It’s good to see strong coverage of tape decks again in this month’s Editors’ Choice Awards 2025 in the March issue of US audio magazine The Absolute Sound.
In 2024 we had six decks featured and this year it’s seven. The six are the same line-up as last year, which I guess isn’t too surprising since there are only a handful of companies making new tape decks to choose from! The new addition for 2025 is United Home Audio’s Ultima Apollo.
Again, the awards span a combination of brand new and hybrid vintage/new decks, and Jonathan Valin is the reviewer for all things tape related. Here’s a quick round-up of the selected decks.
J-Corder Technics 1500
A “completely rebuilt, highly reliable prosumer deck” that comes with “a wide range of options that make customization a breeze.” You’ll need to add external electronics (EQ) to play pre-recorded CCIR-compatible tapes. The article says there’s a fuller review forthcoming (but it said that last year too!). https://j-corder.com

Analog Audio Design TP-1000 playback-only deck
Valin reviewed this deck in issue 350 (Jul/Aug 2024). If you missed it, I posted a summary here. Valin restates his comment from last year’s Awards that this is “the best sounding quasi-affordable tape player [he has] ever heard, challenging the sonics of the Big Boys in every regard and exceeding them in the bass.” He also adds that it’s “a flat-out steal at $20k.

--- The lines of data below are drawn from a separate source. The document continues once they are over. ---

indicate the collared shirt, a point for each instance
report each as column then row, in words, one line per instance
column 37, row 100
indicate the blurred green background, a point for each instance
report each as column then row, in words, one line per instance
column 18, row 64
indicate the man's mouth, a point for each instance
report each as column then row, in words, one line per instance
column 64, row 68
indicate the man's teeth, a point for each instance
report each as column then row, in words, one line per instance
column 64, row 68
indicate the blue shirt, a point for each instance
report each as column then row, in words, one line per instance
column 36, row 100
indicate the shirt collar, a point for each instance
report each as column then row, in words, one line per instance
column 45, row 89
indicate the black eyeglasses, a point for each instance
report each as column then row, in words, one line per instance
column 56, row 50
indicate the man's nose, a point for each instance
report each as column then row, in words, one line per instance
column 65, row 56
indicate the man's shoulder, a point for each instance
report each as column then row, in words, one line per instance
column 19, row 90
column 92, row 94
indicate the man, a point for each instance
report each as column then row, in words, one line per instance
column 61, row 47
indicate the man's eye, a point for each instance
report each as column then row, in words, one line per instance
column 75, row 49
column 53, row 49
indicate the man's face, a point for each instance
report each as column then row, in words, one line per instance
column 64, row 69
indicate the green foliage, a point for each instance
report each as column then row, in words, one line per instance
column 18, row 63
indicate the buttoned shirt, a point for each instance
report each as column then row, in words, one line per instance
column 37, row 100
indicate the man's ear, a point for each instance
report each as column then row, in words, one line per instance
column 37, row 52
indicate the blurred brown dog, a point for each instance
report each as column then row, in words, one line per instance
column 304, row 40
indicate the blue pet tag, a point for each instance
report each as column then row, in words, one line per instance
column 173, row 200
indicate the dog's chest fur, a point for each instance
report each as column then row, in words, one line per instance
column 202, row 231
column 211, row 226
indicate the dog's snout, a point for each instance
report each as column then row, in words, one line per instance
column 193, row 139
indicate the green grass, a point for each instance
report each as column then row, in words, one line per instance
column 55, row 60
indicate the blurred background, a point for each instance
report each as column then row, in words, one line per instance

Buy it while the price remains low!”. www.analogaudiodesign.com

Sonorus Audio ATR10 MkII
This is a new, modern “virtual plug-and-play” deck that’s based on the “venerable” Revox PR99 chassis and uses the same mechanical parts as the Studer/Revox professional machines but with entirely new electronics. It’s “a virtual plug-and-play device” that’s tube/valve amplified and is “warm and beautiful sounding”, says Valin. Like last year, the listing is based on the original version of the deck and not the latest MkII edition. https://sonorusaudio.com

United Home Audio Ultima 5
Valin’s review, which reads largely as per last year, enthuses that “the Ultima 5 OPS-DC simply beats [Greg Beron’s] previous wunderkind [the Ultima 4] out in every possible way, approaching (though not quite equalizing) the glories of his SuperDeck (from which it borrows some of its technology).” Which is saying something, since Valin previously reviewed the Ultima 4 as being “one of the highest-fidelity source components he had heard”. To boot, he previously gave the Ultima 5 both a Golden Ear Award and a Product of the Year Award in 2023. https://unitedhomeaudio.com/the-new-uha-ultima5-tape-deck

Metaxas & Sins Tourbillon T-RX
This one won The Absolute Sound’s Product of the Year Award in 2022 and Valin describes it as “the most compact, coolest-looking, best-sounding portable tape deck [I have] heard” – “the very model of highest fidelity” and the literal definition of “the absolute sound”. If you haven’t already, you can read his earlier full review at www.theabsolutesound.com/articles/kostas-metaxas-t-rx-tape-deck. www.metaxas.com

United Home Audio Ultima Apollo
New to the Awards this year is another Greg Beron deck, UHA’s Ultima Apollo: one of two decks that “knocked me for a (playback) loop,” writes Valin. “With a plethora of technical improvements and an all-new high-quality EQ system, [it] sounded better than any Ultima deck I’ve heard” – to the degree that it comes “very, very close” to the sonics of the SuperDeck – for about half the price.

United Home Audio SuperDeck
UHA’s Tascam-based SuperDeck completes the list again this year, and is “one of the two most lifelike source components [Valin] has yet heard in his home.” (The other being DS Audio’s Grand Master optical cartridge which “has pushed vinyl playback considerably closer to the sound of tape”). It won’t be for everyone’s budget “but if you have the dough… it will be tough to find a better full-sized tape player.” https://unitedhomeaudio.com/the-new-uha-superdeck-and-superrecorddeck

You’ll find the complete list of all Award winners – across all audio categories – in the March 2025 issue of The Absolute Sound. They’re not published online yet, but they usually get added to the website in a series of blog articles from around April.